Enter our daughter. Or rather, enter her mother, because more than gaining a child, we gained a whole other extended family. Even then I thought our family was constant. I couldn’t imagine Pennie ever moving and even though I knew she wanted more children, it seemed as impossible and fantastical as my son’s adulthood seemed when he was small. But she did have another baby, a wonderful son with his big sister’s sense of mischief, and because she wanted to raise him near her mom, she moved away and out of our everyday lives.
But before Pennie moved, she graduated from chef school here in town and her mother came out to go to the graduation. The five of us—Pennie’s mom, my son, Pennie’s son, our daughter—sat together in the auditorium and cheered as Pennie walked across the stage to collect her diploma. I cried because graduations always make me cry and because Pennie worked so hard to finish school and also because I knew she was moving. I knew that in a few weeks she and her mom would pack up her things and drive away, much too far for casual visits.
After the ceremony we all went out into the lobby to meet up with Pennie. The foyer was packed with happy graduates and proud parents and the crowd pressed us in. As we were worming our way through the people to get out to the parking lot I kept worrying about losing my daughter. Her grandmother was trying to break a path and Pennie was following, holding her son and then I was herding my daughter and my son in front of me. I put my hand on my daughter’s arm a couple of times and the second or third time she spun around to glare at me.
It was because she was aligning herself with her birth family and I was messing it up by claiming her with my attention. This was her birth mama’s glory day and by god, she was going along with it as her mama’s daughter. I knew it. I knew that’s what she was doing. I could see it in the way she leaned into her grandmother and in the way she kept her distance from me.
So I quit trying to touch her as we got through the crowd and I let her claim her family and let them claim her.
That claim, that’s what I saw in the picture on Thanksgiving, although my daughter is not in it. I saw her right to keep her distance someday, to step away from us in order to give herself the space to claim them. It was so clear in the reflection of her smile in the smiles of her mother and her aunt.
I imagine sometimes, what if my daughter grows up and doesn’t choose me?
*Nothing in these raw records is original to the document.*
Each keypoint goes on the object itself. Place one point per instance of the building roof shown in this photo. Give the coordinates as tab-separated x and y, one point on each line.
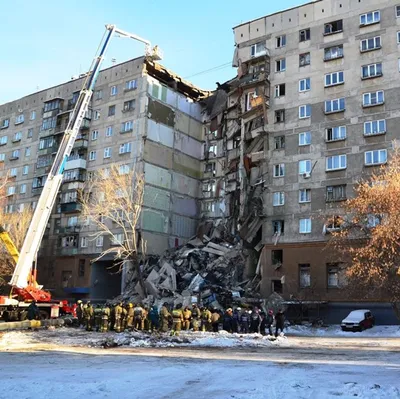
278	12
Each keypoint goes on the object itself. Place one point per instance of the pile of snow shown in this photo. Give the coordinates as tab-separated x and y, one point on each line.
336	331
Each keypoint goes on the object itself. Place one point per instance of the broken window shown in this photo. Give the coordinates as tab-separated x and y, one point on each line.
304	275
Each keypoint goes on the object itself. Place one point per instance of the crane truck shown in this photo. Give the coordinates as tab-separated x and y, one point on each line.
24	286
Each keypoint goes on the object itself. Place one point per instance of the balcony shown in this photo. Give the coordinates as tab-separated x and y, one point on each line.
71	207
78	163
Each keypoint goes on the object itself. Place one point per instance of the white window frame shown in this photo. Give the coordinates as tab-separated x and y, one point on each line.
375	42
373	95
373	70
380	155
280	167
305	111
334	79
376	127
305	226
335	105
304	138
375	17
304	85
341	161
305	166
304	195
278	198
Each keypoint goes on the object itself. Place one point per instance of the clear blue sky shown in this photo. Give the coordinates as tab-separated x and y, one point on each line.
44	43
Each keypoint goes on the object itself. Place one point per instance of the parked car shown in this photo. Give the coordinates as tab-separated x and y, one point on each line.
358	320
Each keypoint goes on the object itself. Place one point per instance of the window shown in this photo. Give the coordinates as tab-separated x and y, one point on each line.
107	152
280	65
258	49
127	127
370	44
375	127
279	170
280	90
280	116
333	27
278	226
376	157
305	111
304	195
129	106
336	133
305	138
333	275
304	35
111	110
305	226
280	41
336	162
304	59
131	85
333	79
371	71
99	241
304	275
370	18
95	135
337	105
304	166
374	98
17	137
304	84
125	148
279	142
108	131
19	119
333	52
279	198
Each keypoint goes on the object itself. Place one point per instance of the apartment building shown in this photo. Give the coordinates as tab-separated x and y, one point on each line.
141	115
324	76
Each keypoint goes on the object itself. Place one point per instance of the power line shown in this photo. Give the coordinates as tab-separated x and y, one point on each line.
218	67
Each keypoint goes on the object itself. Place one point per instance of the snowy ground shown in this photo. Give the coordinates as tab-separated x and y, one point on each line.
70	363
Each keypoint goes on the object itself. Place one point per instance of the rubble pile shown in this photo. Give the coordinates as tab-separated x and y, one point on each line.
211	272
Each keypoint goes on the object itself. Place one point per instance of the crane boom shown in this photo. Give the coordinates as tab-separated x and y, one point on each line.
22	277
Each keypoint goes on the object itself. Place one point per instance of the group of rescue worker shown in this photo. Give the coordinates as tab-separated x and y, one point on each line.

What if she moves to live near her other mom? What if I lose her to her birth family? And I think about that and I get scared. Then I think, so what if she does? I can’t worry about that; I can only parent now how I see fit and I can’t parent from a place of fear and insecurity.
Also I think about how things change. There was a period in my early twenties where I wasn’t speaking to my dad. Once he showed up at the restaurant where I was working so I just went out the back door and went home.
At the time I thought I’d never speak to him again. I thought I’d never like him again let alone love him. But now I love him. Things change. Life changes you. Life will change my kids in ways I can’t expect.
What I do know is that my family is now, here around me. My family is now, far away loving our shared daughter. Someday both my children will grow up and likely they will move away (certainly they will eventually leave my house!) and it will be hard because change is hard and I’m sure that I will miss them. Someday they may not be speaking to me and they will not be able to imagine in a time where they will want to speak to me. Someday they may make excuses not to come home for the holidays.
Or maybe not. I can’t know.
I can only know now. My family is now.